7. Tendon Structure Changes Take Time

  • Unlike muscle, tendon tissue remodels slowly.
  • Studies show meaningful structural change takes 12–16+ weeks of progressive, consistent loading.
Image from Rio and Docking, 2017, BJSM

8. Tendons Respond to Specificity

  • Tendon adaptations are highly specific to the type of loading.
  • Match your intervention to the goal: structure (heavy and moderate slow resistance), pain (isometrics and isotonics), or elastic function (reactive plyos).

9. Tendons Respond to Rate of Loading

  • Fast movements like jumping and sprinting develop performance, but slower tempos are better for early-stage tendon remodeling.
  • Progress from slow to fast over time based on tendon response.

10. Tendons Thrive on Consistency More Than Variety

  • Muscles love novelty, but tendons love repetition.
  • Stick to 2–3 key exercises, dose them weekly, and repeat for months. This isn’t sexy, or flashy for social media, but it works.

11. Tendons Respond to Progressive Loading

  • A progressive, stage-based loading model, starting with isometrics and gradually adding isotonic, plyometric, and sport-specific exercises was more effective than a pain-provoking eccentric-only approach.
  • The progressive loading group had greater improvements in VISA-P scores, less exercise-related pain, and a higher (though non-significant) rate of return to sport.
Image from Breda et al., 2021, SJ, BJSM

12. Tendons Respond Better to Higher Intensity

  • Higher intensity resistance exercises, especially those involving external load, produce larger improvements in pain and function than exercises using bodyweight alone.
  • Tendon adaptation is stimulus-dependent, and low-load, low-strain approaches may not be enough to create meaningful change.
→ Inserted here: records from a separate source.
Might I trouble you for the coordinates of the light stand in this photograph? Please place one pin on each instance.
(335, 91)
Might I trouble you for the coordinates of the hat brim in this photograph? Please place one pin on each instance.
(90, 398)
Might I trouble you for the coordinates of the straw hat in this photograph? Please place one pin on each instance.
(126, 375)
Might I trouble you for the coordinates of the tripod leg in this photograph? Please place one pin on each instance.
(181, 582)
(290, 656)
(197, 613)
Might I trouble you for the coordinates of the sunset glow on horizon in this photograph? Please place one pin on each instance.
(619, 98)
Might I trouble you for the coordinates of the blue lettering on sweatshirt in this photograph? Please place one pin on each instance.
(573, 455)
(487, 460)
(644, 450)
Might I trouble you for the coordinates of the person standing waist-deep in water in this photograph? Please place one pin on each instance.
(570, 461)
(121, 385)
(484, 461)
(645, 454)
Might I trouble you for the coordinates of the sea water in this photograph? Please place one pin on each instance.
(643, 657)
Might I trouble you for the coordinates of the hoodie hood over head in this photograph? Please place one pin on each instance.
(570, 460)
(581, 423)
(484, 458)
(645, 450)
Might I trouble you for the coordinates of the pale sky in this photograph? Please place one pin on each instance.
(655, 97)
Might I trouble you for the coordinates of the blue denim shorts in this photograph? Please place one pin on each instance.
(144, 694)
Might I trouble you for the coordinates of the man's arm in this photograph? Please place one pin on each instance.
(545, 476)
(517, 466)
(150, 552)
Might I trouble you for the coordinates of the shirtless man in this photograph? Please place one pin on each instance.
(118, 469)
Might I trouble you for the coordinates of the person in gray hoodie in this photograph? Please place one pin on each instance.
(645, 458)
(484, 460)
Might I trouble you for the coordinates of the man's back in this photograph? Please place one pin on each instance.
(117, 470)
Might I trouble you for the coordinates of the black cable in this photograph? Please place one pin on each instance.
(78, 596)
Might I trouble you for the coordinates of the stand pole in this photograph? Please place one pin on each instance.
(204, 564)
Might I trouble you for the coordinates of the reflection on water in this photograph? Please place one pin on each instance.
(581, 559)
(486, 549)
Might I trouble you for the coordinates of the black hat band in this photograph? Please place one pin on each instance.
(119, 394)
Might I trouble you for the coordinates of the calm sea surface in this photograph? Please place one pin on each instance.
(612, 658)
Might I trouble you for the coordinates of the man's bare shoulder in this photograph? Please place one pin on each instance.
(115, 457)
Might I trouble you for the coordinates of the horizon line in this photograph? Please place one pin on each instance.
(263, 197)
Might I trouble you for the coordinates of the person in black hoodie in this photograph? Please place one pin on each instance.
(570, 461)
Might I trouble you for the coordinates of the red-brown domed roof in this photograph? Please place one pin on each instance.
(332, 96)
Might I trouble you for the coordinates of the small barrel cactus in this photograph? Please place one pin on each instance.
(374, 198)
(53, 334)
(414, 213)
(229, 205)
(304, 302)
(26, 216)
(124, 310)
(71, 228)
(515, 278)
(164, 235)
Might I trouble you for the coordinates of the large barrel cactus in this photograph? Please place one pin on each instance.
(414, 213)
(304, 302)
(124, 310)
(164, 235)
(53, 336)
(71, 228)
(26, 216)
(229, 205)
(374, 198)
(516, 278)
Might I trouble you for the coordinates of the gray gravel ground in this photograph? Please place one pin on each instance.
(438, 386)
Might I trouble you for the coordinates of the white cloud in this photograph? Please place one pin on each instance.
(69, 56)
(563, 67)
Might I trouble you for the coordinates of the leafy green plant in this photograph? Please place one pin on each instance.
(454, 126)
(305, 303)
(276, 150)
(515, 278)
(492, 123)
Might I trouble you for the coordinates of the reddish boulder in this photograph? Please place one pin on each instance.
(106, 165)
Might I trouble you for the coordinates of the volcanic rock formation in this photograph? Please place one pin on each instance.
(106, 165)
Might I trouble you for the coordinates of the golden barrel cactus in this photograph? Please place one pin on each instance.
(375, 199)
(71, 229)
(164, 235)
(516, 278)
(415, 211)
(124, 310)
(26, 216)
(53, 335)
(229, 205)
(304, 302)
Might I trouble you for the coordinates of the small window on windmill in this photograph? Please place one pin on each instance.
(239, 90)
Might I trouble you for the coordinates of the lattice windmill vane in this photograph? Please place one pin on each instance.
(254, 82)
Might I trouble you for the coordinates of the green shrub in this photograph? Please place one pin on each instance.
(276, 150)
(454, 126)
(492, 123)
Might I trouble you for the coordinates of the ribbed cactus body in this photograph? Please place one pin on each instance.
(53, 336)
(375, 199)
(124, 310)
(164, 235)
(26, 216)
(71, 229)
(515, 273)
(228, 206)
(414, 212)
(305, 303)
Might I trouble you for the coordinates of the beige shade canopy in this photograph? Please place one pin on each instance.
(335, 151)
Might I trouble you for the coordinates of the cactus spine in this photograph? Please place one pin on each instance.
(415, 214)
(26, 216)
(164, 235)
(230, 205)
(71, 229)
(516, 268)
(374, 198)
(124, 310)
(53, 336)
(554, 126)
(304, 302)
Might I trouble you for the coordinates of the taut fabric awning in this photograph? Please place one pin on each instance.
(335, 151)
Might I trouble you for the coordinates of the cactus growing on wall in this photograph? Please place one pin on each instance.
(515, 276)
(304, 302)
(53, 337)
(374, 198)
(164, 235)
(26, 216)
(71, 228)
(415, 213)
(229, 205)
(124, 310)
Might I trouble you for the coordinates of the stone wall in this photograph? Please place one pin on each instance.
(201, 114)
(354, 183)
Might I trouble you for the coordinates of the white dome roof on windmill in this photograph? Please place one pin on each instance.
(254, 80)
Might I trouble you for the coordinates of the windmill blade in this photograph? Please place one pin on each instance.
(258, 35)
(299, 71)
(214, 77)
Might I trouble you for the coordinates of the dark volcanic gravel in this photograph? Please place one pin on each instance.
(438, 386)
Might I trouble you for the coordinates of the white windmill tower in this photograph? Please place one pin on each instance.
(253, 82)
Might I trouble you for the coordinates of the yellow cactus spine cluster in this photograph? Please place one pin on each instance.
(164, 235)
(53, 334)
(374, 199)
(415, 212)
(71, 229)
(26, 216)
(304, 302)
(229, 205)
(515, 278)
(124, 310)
13. Tendons Benefit from Lower Training Frequency

  • Training less than once per day was more effective than daily or multiple daily sessions.
  • This may be due to the tendon’s need for adequate recovery time to adapt to mechanical loading and repair microtrauma.

Tendon Training for Health and Performance

If you train athletes, you train tendons.

They’re slow to adapt, sensitive to load, and central to both durability and output.

That makes tendon-first thinking essential for long-term success for athlete health and performance.